When you come to a post-secondary institution, it’s expected that you’ll meet the standards of getting your credits, keeping your average up, progressing through all the years of university in a timely manner and graduation.
Jerri-Lynn Orr, the previous coordinator of the program was in this role for seven years and has transitioned into a new position while ITYP is in the midst of hiring a new coordinator. During her time with ITYP she assisted in a student’s understanding and knowledge of what success looks like and means to them. Orr believes this is what’s most important when tackling a post-secondary education.
Steps of service
Prior to entering into the program, the coordinator makes it a point to connect with students and help them find comfort.
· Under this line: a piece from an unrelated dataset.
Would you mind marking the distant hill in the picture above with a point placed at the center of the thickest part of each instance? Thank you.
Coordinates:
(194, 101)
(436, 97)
Educational success differs for every student. ITYP makes sure this is known and understood and allows students to discover what achievement means to them.
There’s an application process and students can do a paper application which allows them to bypass an application fee. Once a student has applied, a short interview takes place that allows the coordinator and her staff to help students find comfort in the program and their own future.
When a student enters into the program, they take five general courses, including Introduction to Indigenous Learning that takes place within the general student population, giving students the opportunity to get the feel of what a first-year class is like.
Throughout the program, students gain the ability and insight into what their future holds. Whether that be staying in school or veering onto a different road.
“Success maybe is finishing one term successfully and deciding that university isn’t for them.” Orr says.
While discovering personal success and what that means, students in this program have the opportunity to embark on self-discovery with the support of these services; allowing them to ask questions and have an understanding adult to connect with when questions arise.
The program relies heavily on the support from the Indigenous Student Services Centre as a means to give students even more possibilities to decide what kind of success they want to pursue.
ITYP works under the office of Aboriginal Initiatives. This office assists the Indigenous student population at Lakehead University by providing cultural and academic support and as a whole unit, Orr says, they’re a very relational force.
Because of this, she says the students feel respected and that people understand where they’re coming from, making Lakehead feel like home.
This program honors and celebrates the Indigenous heritage and does this while providing culturally appropriate student services while staying alert and on top of what students need, especially in these times of change.
“[We’re] always involving the students in what’s happening and what’s important,” Orr beams. ITYP makes it a point to not only assist with a transitionary time but to allow them to decide for themselves how they’ll do so.
Going forward, the program is looking at an online version. These times have made this an unexpected reality but it’s an exciting addition. Orr says this will allow the program to reach smaller, more northern communities.
Through this time of online platforms being our means of communication and education, the Indigenous Transition Year Program has been and will continue to meet their student’s needs, even if it has to be done virtually.